Richard Harvie Rauch (July 15, 1893 – October 9, 1970) was an American football player and coach. Rauch attended Pennsylvania State University. He was a player-coach for the Boston Bulldogs, New York Yankees and the Maroons over the course of his five-year career. Rauch made his professional debut in the National Football League (NFL) in 1925 with the Pottsville Maroons. He was also the first NFL coach to institute daily practices.

==Early career==
Born in Harrisburg, Pennsylvania, Rauch attended high school at Harrisburg Tech in 1906. He did not make the football team until his senior year, in 1909. He played center on that team. After high school, he went to work in the Pennsylvania Steel Mills outside of Harrisburg for six years. Rauch decided to continue his education. In 1916 he entered Bethlehem Prep, located in Bethlehem, Pennsylvania, to brush up his mathematics and obtain sufficient credits to enter Penn State.
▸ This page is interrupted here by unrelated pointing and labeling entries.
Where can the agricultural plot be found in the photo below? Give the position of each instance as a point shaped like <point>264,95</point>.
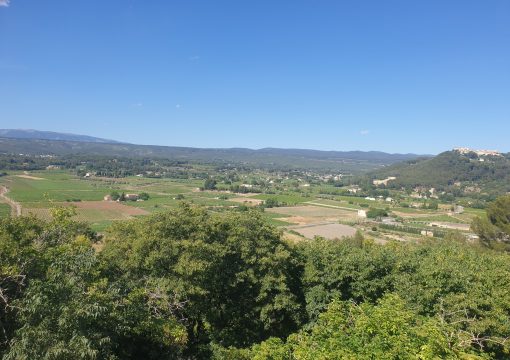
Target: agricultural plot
<point>5,210</point>
<point>308,214</point>
<point>93,211</point>
<point>328,231</point>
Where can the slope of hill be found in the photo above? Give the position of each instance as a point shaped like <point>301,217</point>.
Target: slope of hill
<point>465,170</point>
<point>49,135</point>
<point>354,162</point>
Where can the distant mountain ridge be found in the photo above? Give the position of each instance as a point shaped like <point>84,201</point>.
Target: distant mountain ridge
<point>50,135</point>
<point>345,161</point>
<point>461,169</point>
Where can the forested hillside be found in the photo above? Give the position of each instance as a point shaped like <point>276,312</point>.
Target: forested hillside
<point>349,161</point>
<point>190,284</point>
<point>469,173</point>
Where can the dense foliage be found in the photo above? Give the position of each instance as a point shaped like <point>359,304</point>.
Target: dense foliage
<point>190,284</point>
<point>452,172</point>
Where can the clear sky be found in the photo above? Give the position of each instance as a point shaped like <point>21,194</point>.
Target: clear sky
<point>416,76</point>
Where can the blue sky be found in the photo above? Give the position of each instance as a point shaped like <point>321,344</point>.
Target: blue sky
<point>396,76</point>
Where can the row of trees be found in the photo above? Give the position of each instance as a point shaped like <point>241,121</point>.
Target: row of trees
<point>190,284</point>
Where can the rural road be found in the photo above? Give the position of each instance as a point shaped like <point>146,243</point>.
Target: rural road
<point>330,206</point>
<point>15,207</point>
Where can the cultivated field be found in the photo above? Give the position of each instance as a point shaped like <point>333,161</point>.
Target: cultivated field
<point>328,231</point>
<point>309,214</point>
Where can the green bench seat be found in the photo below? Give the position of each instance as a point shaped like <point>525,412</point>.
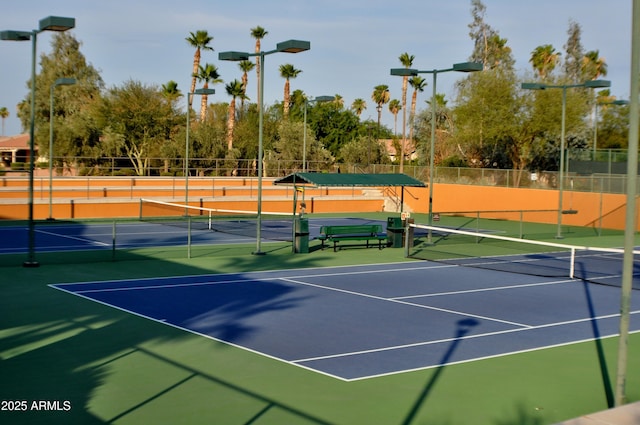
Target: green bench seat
<point>358,232</point>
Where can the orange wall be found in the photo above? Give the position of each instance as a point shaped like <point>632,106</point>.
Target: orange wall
<point>467,198</point>
<point>118,197</point>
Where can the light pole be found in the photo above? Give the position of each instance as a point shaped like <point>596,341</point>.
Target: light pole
<point>409,72</point>
<point>630,216</point>
<point>289,46</point>
<point>304,134</point>
<point>51,23</point>
<point>186,148</point>
<point>593,84</point>
<point>595,122</point>
<point>58,82</point>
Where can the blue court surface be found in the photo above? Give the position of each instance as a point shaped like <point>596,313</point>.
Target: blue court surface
<point>360,322</point>
<point>61,236</point>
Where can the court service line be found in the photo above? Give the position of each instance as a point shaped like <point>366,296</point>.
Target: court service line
<point>73,238</point>
<point>444,310</point>
<point>446,340</point>
<point>495,288</point>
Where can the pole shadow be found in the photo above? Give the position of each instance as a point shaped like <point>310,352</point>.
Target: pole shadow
<point>463,328</point>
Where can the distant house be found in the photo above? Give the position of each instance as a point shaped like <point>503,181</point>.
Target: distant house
<point>390,148</point>
<point>14,149</point>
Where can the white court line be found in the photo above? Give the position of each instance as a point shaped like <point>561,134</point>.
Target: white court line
<point>459,313</point>
<point>89,241</point>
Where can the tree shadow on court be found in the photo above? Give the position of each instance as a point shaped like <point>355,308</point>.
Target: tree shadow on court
<point>111,366</point>
<point>597,339</point>
<point>463,328</point>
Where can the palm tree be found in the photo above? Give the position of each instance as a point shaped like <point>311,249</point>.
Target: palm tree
<point>593,66</point>
<point>394,107</point>
<point>380,96</point>
<point>358,106</point>
<point>418,84</point>
<point>171,91</point>
<point>287,71</point>
<point>200,41</point>
<point>246,67</point>
<point>406,60</point>
<point>4,113</point>
<point>208,74</point>
<point>234,89</point>
<point>258,33</point>
<point>544,60</point>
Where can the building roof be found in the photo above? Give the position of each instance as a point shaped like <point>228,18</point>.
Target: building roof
<point>339,179</point>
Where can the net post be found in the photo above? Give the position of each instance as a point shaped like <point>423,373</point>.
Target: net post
<point>573,263</point>
<point>189,236</point>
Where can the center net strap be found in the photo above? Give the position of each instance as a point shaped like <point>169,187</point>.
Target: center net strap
<point>274,225</point>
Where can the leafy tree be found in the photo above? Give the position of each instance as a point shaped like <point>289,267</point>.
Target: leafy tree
<point>235,90</point>
<point>486,115</point>
<point>208,74</point>
<point>136,120</point>
<point>407,61</point>
<point>613,128</point>
<point>489,48</point>
<point>246,67</point>
<point>171,91</point>
<point>363,150</point>
<point>380,96</point>
<point>75,131</point>
<point>593,66</point>
<point>4,114</point>
<point>417,84</point>
<point>288,72</point>
<point>258,33</point>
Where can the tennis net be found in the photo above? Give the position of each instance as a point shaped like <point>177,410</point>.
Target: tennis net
<point>488,250</point>
<point>274,225</point>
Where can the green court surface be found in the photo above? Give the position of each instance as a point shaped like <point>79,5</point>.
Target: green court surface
<point>93,364</point>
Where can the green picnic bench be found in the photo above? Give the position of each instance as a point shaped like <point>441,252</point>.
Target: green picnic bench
<point>359,232</point>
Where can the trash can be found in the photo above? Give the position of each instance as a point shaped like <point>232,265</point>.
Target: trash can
<point>410,232</point>
<point>394,232</point>
<point>301,239</point>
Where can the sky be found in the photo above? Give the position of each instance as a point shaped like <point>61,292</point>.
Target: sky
<point>354,43</point>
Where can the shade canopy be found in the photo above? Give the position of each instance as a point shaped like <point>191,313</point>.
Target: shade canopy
<point>350,180</point>
<point>204,91</point>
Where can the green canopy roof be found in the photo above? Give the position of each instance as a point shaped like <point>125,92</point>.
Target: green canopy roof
<point>339,179</point>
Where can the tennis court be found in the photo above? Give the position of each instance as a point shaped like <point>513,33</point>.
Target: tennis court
<point>354,336</point>
<point>366,321</point>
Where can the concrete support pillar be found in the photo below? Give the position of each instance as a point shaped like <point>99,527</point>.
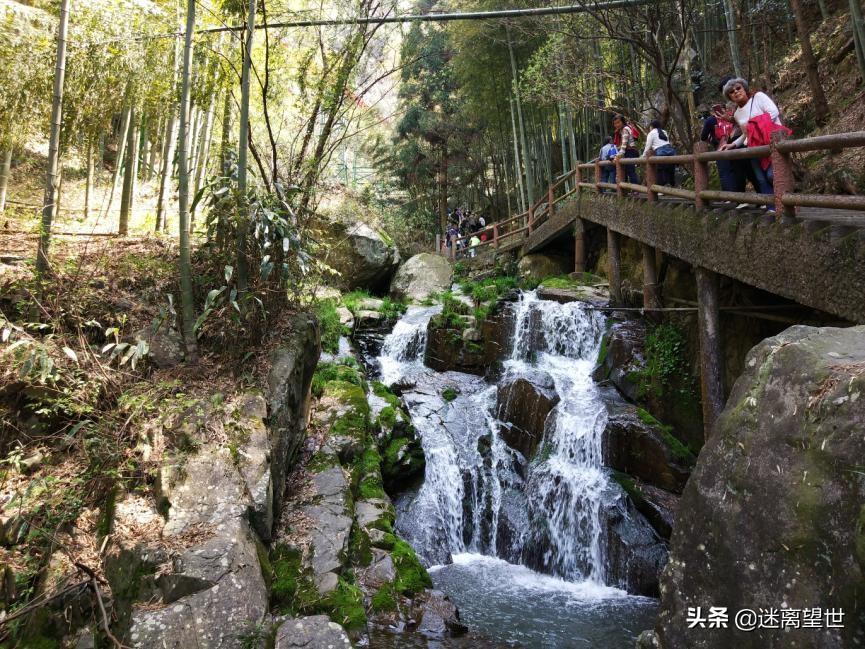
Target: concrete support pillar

At Bethlehem Prep, Rauch lettered in three sports, football, basketball and track.

== Penn State and the Army ==
In 1916 Rauch entered State College and he soon captained and played tight end on the school's freshman team. By 1917 he made the varsity team and played the entire season at end. At the end of the 1917 season Rauch joined the U.S. Army and was placed in the ordinance department and was stationed in Virginia.

He was discharged from the Army in August 1919, and returned to Penn State. By that time Rauch started at center, and then was put in at guard. His place at center was taken by Larry Conover. Rauch continued to play guard his senior year in 1920, with the exception of the last four games when he was shifted to tackle. After graduating Penn State retained him as assistant coach in 1921. He excelled in scouting. He performed the scouting duties for every college he served.

==Colgate==
In 1923, Rauch went to Colgate University as the team's line coach. Colgate soon gave him a contract for the following year in 1924. However, he accepted an offer by the Pottsville Maroons as serve as head coach of their professional football team.

==Pro football==
Maroons owner Dr. John Striegel hired Rauch, because he was a protégé of the strict discipline philosophy instituted by Penn State coach, Hugo Bezdek. During Rauch's first season with the Maroons, the team won the Anthracite League championship. The very next season the Maroon joined the NFL, and in just their first year in league, the franchise won the NFL championship before having it stripped away from them by the league in a controversial move.

The next season Rauch's Maroon completed a 10-2-1 record and captured third place in the NFL standings. However, after a 5–8 record in 1927, Rauch left the team to coach the New York Yankees. Following a 4–8 record with the Yankees during the 1928 season, Rauch returned to the Maroons franchise which had just been sold to a group of New Englanders who move the franchise to Boston and renamed the team the Boston Bulldogs.

The 1929 season was Rauch's last season coaching in the NFL. After a 4–4 record, the Maroons-Bulldogs franchise folded.

==Outside football==
Besides being a football player and coach, Rauch also worked as an ornithologist, a steel worker, an electrician and a graduate electrical engineer. Dick spent his off-seasons writing poetry and traveled as far west as the Yukon to study the nesting habits of birds. He later put his knowledge of birds to use by exploring the Antarctic for the U.S. government.